Part of the reason the family works so well together is that they each have their roles and bring something to the table for the family farm. Marie-Pierre, Philippe’s wife, mostly handles administrative tasks, while their son, Simon works on cereal production and Pauline and Philippe work together mostly on the fruits and vegetables. In terms of experience and skills, which can sometimes be a challenge for family businesses, especially during moments of succession or the next generation joining the family adventure, the family bases itself first and foremost on familial know-how and tradition passed on to next generations. As the children picked up some of this know-how from their parents, the learning curve was that much simpler to face.
The familial agricultural know-how, which dates back to more traditional ways of growing, is well complemented by recent consumer trends like buying local and in-season. This trend not only arose from ecological and sustainability concerns by consumers but also increased conscientious buying during and after the Covid19 pandemic as well as price changes and inflation: “The buyer knows where their money is going and the quality of the products.” The De Biasi also sells at competitive and fair prices, with local fruit prices being very comparative to large supermarket chains. Their customers can buy directly on the farm or in local Farmer Drives every Friday. According to Pauline, the Drives have “have all the same products as a supermarket, aside from cleaning supplies, and they all come from local producers from the region.”

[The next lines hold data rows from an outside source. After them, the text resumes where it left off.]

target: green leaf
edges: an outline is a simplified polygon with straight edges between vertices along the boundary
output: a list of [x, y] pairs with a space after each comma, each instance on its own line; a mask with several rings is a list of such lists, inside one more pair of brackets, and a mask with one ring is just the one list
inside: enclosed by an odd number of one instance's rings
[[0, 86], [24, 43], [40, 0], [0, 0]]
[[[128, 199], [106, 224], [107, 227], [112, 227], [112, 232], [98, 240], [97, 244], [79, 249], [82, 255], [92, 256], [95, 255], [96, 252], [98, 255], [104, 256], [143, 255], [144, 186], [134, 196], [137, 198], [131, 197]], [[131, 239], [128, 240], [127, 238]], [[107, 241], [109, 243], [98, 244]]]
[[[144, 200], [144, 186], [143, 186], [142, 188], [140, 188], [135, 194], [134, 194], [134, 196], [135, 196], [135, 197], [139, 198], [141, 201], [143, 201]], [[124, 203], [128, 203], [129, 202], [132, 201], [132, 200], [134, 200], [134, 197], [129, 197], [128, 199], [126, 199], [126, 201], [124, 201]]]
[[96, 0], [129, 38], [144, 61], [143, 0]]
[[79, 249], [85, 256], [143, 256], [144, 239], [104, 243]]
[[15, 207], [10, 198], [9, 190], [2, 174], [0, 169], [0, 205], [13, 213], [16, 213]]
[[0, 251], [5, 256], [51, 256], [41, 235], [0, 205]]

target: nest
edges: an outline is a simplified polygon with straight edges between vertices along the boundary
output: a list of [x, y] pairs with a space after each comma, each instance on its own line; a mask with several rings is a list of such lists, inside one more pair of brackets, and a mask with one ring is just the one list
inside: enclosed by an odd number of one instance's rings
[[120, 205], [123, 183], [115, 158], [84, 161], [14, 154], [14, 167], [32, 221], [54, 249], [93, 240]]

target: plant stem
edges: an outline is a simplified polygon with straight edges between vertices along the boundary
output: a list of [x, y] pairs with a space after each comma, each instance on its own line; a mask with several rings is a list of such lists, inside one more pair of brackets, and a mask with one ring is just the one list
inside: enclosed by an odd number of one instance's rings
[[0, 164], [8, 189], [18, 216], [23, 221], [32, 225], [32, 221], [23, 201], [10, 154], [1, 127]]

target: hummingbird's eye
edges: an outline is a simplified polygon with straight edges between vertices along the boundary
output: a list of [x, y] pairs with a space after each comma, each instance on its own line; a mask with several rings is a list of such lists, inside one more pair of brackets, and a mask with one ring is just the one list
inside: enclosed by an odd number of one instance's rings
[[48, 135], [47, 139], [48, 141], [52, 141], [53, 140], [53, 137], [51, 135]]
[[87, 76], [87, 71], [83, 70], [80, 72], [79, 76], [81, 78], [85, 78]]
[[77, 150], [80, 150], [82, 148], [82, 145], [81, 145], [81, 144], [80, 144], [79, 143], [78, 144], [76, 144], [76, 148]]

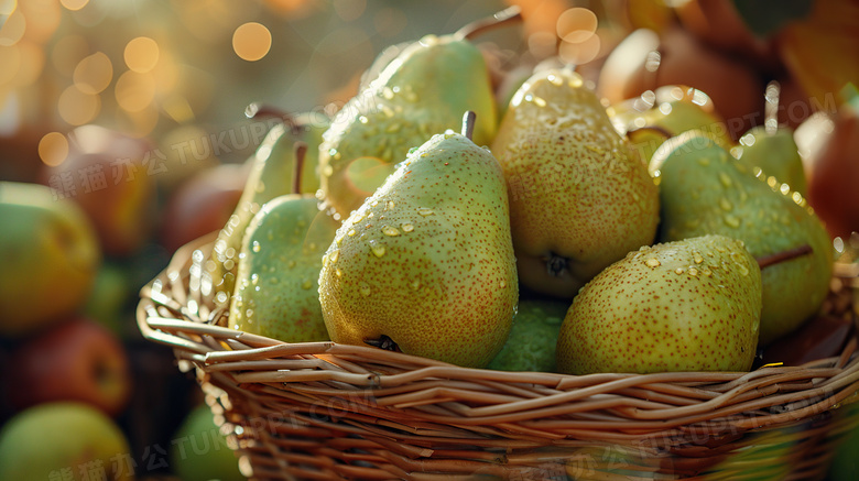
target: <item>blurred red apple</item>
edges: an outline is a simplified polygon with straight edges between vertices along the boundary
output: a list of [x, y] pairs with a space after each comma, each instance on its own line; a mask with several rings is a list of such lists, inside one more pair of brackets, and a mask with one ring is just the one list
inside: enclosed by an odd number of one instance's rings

According to a 2016 Eurostat study, family farms are the most common types of farms in the EU. According to the UN’s Food and Agriculture Organisation (FAO), small family farms produce approximately one-third of the world’s food. The FAO also sees family farms as a major motor for local and regional development, and a “unique potential to move toward productive and sustainable food systems”. Thus the De Biasi familial and traditional agricultural practices may not just be a trend but part of the future of farming.
This does not discourage them from “innovating” in some ways, trying other products, adding new fruits to their repertoire, and testing new projects for the family business. According to Pauline: “Working as a family allows us to support each other in all of our projects. Even if we’re not going in the same direction, we all share the same destination.”